I love butter pecan cookies! I love the way they melt in your mouth. I love the taste of pecans, and of course, the taste of butter. These cookies lasted about an hour here.
Tip for Making the Best Pecan Cookies
By the way, here’s a tip I learned over lunch with Bay Area pastry chef Shuna Fish Lydon of Eggbeater. Beat the butter first. Then, add sugar and beat them together. This is the way it is supposed to be done. (Thanks Shuna!)
Butter Pecan Cookies
If you want a nuttier flavor, toast the nuts lightly before adding to the batter. In a preheated 350°F oven, place the pecans in a single layer on a baking sheet. Toast for 5 to 10 minutes, tossing occasionally for even cooking. Remove from pan immediately.
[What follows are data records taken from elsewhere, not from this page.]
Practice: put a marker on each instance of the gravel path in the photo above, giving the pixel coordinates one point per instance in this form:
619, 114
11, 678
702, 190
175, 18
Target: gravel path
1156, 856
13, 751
- 1/2 cup (1 stick, 112g) unsalted butter, room temperature
- 1/3 cup (70g) sugar
- 1 teaspoon vanilla extract
- 1/8 teaspoon kosher salt
- 1 cup (140g) all-purpose flour
- 3/4 cup (80g) pecans, chopped
- Preheat the oven:Preheat the oven to 350°F.
- Make the cookie dough:With an electric mixer, beat the butter for about a minute. Add sugar and beat until light, about 1 minute more. Beat in vanilla, salt, and flour, scraping down sides of bowl, just until dough comes together. Fold in pecans.
- Roll into balls, place on cookie sheet:Separate dough into 12 pieces; shape dough into walnut-sized balls. Place 3 inches apart on a baking sheet.
- Gently flatten with a glass:Using the bottom of a glass, gently flatten each cookie. Reshape sides if necessary.
- Bake:Bake 15 minutes, rotating sheet halfway through for even cooking. Remove and cool cookies on a wire rack.